本連載は、国際情勢やビジネス動向を深掘り、グローバルな課題とそれが企業に与える影響を分析する。米中関係やテクノロジー業界の変動、地政学的リスクに焦点を当て、複雑な要素を多角的に捉えながら、現代社会の重要な問題を分析。読者にとって成功への洞察を提供していく。
いま、中国への技術流出が大きな問題になっている。
2月27日、国会で無所属の福島伸享衆院議員が衆議院予算委員会の分科会で「国策として国のお金を使って研究開発されたプロジェクトが、安全保障上に懸念がある国に技術流出する可能性があるということを、私は国として傍観してはいけないと思うんですね」と述べたことが大きく報じられた。
ここで問題となっているのは、福井県の「APB」という企業だ。同社は、日本の技術力を代表する「夢の電池」として期待される全樹脂電池を開発していた技術者、堀江英明氏が創業した。
通常の蓄電池よりも安全で、2倍の電気を蓄えられる全樹脂電池の大量生産に向けて開発を続けていたAPBが、福岡県に拠点があるトリプルワンという名の「実態が不明な企業」(堀江氏)に事実上乗っ取られた。しかもこの企業は中国企業を引き込んでいて、技術を流出させたと指摘されている。
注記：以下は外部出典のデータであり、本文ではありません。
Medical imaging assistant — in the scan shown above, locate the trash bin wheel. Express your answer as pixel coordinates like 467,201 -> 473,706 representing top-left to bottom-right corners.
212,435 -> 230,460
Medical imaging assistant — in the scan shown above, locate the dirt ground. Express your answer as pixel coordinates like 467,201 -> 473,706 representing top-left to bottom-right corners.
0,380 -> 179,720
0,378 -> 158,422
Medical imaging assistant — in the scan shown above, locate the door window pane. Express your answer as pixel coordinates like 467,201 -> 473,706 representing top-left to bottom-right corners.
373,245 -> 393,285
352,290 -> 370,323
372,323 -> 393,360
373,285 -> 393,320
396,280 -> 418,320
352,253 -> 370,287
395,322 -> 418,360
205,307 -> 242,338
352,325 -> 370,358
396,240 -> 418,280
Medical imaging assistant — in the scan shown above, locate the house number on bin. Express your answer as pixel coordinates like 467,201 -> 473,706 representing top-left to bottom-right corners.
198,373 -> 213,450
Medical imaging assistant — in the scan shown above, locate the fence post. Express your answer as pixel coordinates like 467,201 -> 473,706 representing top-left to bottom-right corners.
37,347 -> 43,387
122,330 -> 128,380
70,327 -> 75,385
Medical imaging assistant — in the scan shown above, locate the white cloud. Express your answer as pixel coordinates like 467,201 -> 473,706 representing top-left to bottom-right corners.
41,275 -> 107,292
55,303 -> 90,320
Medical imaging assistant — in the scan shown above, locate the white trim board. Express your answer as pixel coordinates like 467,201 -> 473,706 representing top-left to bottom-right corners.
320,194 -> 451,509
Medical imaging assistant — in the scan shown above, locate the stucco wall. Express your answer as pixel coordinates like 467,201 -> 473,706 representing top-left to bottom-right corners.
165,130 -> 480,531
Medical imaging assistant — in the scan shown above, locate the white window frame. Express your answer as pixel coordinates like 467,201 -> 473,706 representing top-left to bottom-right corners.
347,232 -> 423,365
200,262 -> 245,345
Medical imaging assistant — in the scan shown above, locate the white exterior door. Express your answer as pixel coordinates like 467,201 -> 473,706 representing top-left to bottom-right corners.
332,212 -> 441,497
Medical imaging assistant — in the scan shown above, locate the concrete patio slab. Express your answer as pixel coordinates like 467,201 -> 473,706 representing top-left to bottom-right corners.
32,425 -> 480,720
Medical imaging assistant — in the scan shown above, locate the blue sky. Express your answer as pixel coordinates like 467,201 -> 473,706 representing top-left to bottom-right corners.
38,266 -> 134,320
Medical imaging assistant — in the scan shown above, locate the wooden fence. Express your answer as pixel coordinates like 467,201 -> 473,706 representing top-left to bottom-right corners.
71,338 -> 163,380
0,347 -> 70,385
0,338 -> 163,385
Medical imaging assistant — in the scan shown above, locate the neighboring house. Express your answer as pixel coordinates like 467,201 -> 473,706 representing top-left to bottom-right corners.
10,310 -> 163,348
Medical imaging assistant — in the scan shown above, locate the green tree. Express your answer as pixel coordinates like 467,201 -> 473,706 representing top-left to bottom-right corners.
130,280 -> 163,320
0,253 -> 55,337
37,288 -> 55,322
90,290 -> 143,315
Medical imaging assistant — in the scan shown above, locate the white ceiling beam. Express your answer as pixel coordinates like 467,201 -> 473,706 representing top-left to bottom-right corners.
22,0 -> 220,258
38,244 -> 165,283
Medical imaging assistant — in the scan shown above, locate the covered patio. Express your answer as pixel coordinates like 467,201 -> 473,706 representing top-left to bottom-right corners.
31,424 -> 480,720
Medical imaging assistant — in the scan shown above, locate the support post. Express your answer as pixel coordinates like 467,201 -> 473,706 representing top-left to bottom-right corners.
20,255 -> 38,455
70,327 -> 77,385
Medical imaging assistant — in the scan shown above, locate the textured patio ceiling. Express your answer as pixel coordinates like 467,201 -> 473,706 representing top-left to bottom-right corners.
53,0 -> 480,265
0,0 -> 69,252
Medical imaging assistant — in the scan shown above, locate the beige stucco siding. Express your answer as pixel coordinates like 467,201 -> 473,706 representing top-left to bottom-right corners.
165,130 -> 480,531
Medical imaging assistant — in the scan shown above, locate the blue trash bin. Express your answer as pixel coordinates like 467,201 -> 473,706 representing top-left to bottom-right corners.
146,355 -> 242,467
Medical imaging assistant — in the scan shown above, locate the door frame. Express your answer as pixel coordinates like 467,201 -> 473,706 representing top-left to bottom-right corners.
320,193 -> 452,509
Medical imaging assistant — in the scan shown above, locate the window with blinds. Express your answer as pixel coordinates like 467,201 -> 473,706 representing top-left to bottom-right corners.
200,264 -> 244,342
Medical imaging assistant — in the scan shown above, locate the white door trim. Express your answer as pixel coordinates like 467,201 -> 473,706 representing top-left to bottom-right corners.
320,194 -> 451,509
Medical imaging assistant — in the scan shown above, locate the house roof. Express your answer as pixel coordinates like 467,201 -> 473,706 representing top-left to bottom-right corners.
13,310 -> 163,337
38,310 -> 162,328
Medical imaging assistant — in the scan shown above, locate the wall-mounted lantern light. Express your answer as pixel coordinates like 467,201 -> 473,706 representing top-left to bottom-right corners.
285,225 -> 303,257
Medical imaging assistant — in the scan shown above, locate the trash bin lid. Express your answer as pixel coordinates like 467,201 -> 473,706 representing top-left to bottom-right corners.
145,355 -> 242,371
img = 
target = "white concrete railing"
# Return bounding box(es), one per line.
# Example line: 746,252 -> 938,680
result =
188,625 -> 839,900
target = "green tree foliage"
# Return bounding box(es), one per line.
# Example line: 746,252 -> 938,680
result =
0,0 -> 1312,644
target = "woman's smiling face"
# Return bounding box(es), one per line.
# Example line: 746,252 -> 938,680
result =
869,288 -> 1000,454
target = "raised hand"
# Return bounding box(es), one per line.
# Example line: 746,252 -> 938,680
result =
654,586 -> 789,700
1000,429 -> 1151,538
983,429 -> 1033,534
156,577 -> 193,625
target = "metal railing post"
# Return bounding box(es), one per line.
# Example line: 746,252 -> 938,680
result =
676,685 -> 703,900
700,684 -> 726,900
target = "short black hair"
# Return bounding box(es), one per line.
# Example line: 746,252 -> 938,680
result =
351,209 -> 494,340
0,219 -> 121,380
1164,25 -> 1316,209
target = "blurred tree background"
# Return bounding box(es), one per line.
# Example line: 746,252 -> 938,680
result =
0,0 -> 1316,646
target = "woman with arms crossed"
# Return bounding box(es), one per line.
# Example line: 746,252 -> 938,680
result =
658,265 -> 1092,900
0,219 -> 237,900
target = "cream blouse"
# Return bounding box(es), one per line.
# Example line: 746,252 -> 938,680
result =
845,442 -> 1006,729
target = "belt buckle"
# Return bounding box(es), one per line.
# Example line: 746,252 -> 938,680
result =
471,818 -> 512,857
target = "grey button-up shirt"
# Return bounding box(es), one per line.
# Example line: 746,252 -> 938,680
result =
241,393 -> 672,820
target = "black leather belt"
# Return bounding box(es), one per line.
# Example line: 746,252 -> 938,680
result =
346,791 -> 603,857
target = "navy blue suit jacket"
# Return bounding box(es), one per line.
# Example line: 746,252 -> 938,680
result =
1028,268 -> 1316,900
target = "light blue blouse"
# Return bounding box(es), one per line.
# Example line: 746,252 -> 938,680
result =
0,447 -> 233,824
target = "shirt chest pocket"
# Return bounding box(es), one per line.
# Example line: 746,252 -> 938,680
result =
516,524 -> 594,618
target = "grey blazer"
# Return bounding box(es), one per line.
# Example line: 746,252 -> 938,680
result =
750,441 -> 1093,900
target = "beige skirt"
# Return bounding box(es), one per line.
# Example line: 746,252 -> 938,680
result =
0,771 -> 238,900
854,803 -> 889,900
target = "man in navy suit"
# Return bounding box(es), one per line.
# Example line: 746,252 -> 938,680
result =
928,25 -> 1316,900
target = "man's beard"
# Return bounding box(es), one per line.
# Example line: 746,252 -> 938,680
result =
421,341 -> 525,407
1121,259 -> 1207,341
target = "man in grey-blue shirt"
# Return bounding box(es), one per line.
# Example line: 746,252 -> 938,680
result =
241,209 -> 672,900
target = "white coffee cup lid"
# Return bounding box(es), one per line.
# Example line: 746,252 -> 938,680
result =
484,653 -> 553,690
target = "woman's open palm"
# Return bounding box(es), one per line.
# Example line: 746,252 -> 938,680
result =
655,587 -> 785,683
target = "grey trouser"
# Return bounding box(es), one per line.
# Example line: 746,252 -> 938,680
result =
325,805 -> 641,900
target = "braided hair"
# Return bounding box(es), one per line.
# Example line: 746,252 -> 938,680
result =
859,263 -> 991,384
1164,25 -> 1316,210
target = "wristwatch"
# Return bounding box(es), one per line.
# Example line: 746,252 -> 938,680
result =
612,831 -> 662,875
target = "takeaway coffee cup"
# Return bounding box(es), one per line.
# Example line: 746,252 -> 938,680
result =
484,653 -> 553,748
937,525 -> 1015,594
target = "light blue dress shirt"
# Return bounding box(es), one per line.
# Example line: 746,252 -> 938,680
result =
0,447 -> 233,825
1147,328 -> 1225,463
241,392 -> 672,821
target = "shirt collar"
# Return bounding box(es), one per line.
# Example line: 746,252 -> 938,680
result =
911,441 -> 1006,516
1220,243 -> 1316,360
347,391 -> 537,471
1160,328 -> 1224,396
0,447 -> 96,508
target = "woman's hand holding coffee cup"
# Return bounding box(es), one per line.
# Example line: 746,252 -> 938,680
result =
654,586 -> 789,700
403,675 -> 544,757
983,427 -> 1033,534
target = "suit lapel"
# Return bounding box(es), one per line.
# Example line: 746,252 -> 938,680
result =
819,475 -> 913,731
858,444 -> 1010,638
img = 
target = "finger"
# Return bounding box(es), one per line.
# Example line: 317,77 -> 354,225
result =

このケースは、中国が日本のみならず、米国など先進国の技術を盗んできた行為の典型例だといえる。技術や独自サービスに強みを持つ日本企業にとって決して他人事ではなく、上述したようにすでに日本企業が餌食になっている現実がある。そして日本政府も、やっと対策を講じようと重い腰を上げることになりそうだが、まだまだ不十分だ。